Ellison is of Māori descent, from the Ngai Tahu iwi.

Ellison has been the political cartoonist for The Sunday Star-Times since 1988 and was at one stage the youngest political cartoonist in New Zealand. His cartoons addressed Māori issues but did not stereotype Māori and women. Frustrated by the limitations of the medium, Ellison abandoned political cartooning and began a bizarre weekly cartoon 'Meantime' for the New Zealand Listener. 'Meantime' survived two changes of editor before being dropped by the current editor who favoured a more conservative approach to the magazine.

Ellison created the character Media Dog for the media satire show Eating Media Lunch and also created the 1920s pastiche Happy Hori for the comedy show The Unauthorised History of New Zealand. According to an interview with Chris Slane, Ellison does not use story boards for his animations, "just writes a script, takes it into the recording studio and sees what happens".

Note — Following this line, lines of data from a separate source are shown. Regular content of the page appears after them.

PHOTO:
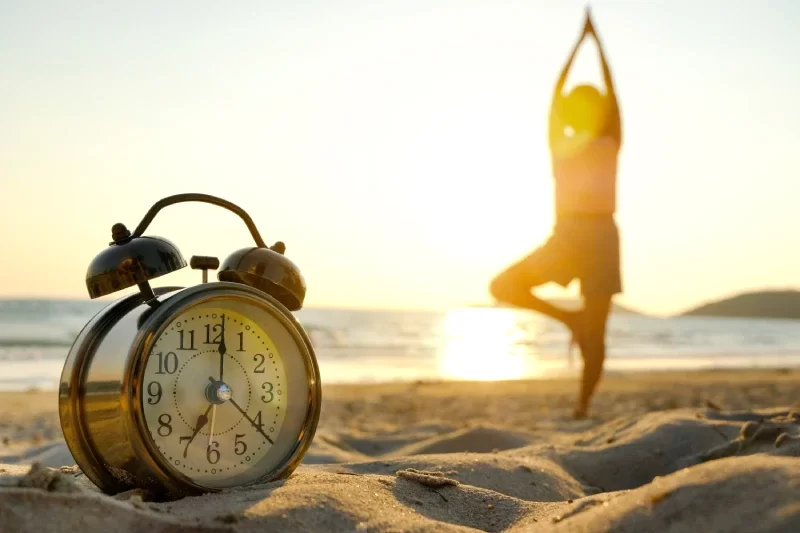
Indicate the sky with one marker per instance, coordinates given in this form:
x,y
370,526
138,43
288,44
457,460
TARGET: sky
x,y
397,148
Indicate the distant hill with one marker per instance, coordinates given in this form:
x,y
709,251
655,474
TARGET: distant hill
x,y
761,304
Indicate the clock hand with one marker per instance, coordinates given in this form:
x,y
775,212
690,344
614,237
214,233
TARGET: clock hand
x,y
211,431
222,350
236,405
201,421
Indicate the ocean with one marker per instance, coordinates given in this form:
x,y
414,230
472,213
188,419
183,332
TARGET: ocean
x,y
361,346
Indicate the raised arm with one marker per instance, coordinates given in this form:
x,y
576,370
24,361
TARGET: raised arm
x,y
614,126
556,127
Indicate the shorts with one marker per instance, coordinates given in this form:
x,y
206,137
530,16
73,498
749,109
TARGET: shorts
x,y
583,247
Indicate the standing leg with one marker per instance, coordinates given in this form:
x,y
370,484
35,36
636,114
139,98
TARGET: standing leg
x,y
593,330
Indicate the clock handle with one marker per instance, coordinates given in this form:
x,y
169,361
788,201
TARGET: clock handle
x,y
197,197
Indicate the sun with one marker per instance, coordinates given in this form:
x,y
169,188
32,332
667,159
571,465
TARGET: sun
x,y
482,345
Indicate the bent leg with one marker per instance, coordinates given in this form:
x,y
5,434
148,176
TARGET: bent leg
x,y
594,320
514,286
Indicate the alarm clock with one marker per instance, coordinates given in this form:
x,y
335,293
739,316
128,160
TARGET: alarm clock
x,y
186,390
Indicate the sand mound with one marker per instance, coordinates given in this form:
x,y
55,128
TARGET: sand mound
x,y
390,458
679,470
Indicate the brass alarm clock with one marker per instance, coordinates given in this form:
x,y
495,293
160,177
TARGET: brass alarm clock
x,y
185,390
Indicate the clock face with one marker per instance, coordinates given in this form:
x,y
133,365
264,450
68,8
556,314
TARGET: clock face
x,y
224,393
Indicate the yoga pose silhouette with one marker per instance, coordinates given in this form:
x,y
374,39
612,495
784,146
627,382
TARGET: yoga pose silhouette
x,y
585,137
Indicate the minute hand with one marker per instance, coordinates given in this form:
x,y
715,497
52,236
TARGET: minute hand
x,y
222,350
236,405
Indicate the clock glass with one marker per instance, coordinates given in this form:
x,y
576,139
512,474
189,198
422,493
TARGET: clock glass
x,y
224,393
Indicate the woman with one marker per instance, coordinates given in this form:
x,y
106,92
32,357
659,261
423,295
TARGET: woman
x,y
585,137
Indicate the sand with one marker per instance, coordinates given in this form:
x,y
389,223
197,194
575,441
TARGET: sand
x,y
707,451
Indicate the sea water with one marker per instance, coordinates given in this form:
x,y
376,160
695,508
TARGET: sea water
x,y
358,346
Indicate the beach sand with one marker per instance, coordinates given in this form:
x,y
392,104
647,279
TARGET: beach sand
x,y
702,452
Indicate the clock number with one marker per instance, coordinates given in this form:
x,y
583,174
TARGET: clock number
x,y
257,422
191,340
260,366
167,362
238,442
164,427
155,391
212,452
209,329
268,391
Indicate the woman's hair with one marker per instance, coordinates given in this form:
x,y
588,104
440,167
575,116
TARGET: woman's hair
x,y
583,109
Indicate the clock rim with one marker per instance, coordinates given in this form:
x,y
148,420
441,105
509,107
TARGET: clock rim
x,y
132,389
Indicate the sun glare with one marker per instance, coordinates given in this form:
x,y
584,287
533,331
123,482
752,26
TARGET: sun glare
x,y
481,344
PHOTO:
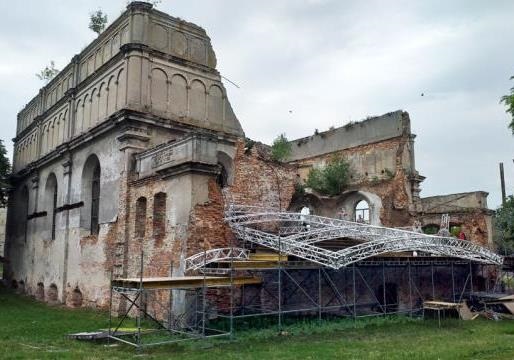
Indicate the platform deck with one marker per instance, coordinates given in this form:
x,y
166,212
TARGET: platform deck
x,y
184,282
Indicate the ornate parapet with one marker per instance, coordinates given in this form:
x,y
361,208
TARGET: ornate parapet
x,y
196,153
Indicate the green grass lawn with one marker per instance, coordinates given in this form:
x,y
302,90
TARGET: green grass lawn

In 2005, Ellison made his first foray into live-action comedy with the one-off television pilot 'Barry'. New Zealand Listener TV critic Diana Witchel describes Ellison's television work as representing "some of the most disturbing material on television this side of Destiny TV" and goes on to say that 'Barry' "as comment on the pretensions of the intelligentsia, the gullibility of the media and the stunning incomprehensibility of late-night innovative comedy, it's a triumph."
In addition to editorial cartoons he has also published adult minicomics, including 'Popeye has a Fuck' (1977),'Tard' (1998), and 'Ray Gun Girls' (1999), which Pavement has described as "An unsettling mixture of Japanese school-girl eroticism, fifties ray-guns and haunting landscapes".